Like, Love and the Bat
By Chameleon


The thing is, I liked her. I didn't love her--it's impossible to fall in love with someone after only an evening--but I did like her. And who's to say that love is the most important thing anyway. I've loved many women and all of those relationships have ended badly. Maybe what I need is a relationship built on mutual like--nothing more complex than that.

She was probably the first woman I've gone out with in a long time who actually challenged me. I found myself betraying the reputation I've built for myself by engaging in an intelligent debate with her.

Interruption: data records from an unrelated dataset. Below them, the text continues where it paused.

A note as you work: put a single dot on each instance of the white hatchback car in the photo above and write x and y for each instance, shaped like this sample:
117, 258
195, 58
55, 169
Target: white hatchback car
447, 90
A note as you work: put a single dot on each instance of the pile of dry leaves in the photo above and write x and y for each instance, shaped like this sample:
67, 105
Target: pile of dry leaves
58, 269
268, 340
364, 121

Our conversation held my attention and I was actually interested in what she had to say.

She may have liked me too, I'm not sure. I can never quite figure out how people are feeling, but she seemed genuinely interested in me.

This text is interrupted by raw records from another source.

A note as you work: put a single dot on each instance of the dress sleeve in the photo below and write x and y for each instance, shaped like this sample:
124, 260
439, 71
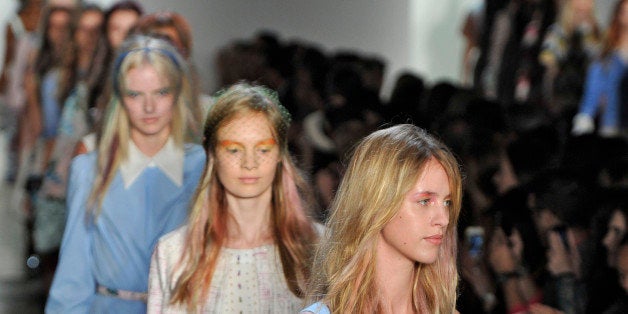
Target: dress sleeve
74, 286
156, 283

By the end of dinner, I could even see myself in a long-term relationship with her.

But I will never be in a relationship with her, long-term or otherwise. I am reminded of that as I stand outside the restaurant and see the Bat-signal flicker to life. A fling is out of the question. It wouldn't be fair to her. Or me. It wouldn't go anywhere and to play around, knowing it won't be going anywhere... No! As tempting as it is, it wouldn't be right. And even if she liked me too, even if we found that our mutual like was developing into something more, we could never have a long-term relationship.

Despite (or, perhaps because of) the fact that she is an intelligent, well-rounded person, I can't see her accepting the Bat. And the Bat is such a part of me that I can't give him up for anything, even love.

So, I'll drive her home. And I'll walk her to the door. And I may even kiss her goodnight. But then I'll leave and I'll fade into the shadows and I'll become the Batman once again. And tomorrow when she calls, I won't call her back. She may call again, maybe even several times, but then she'll get mad and stop calling. Next time we meet, she'll probably throw a drink in my face.

I tell myself it's all for the best, although I'm having trouble believing it. It's sometimes hard to accept that loneliness is my only option.

I open the car door for her before climbing into the Mercedes myself. It's all for the best, I tell myself again, and this time I do believe it. Which is a shame, because I really did like her.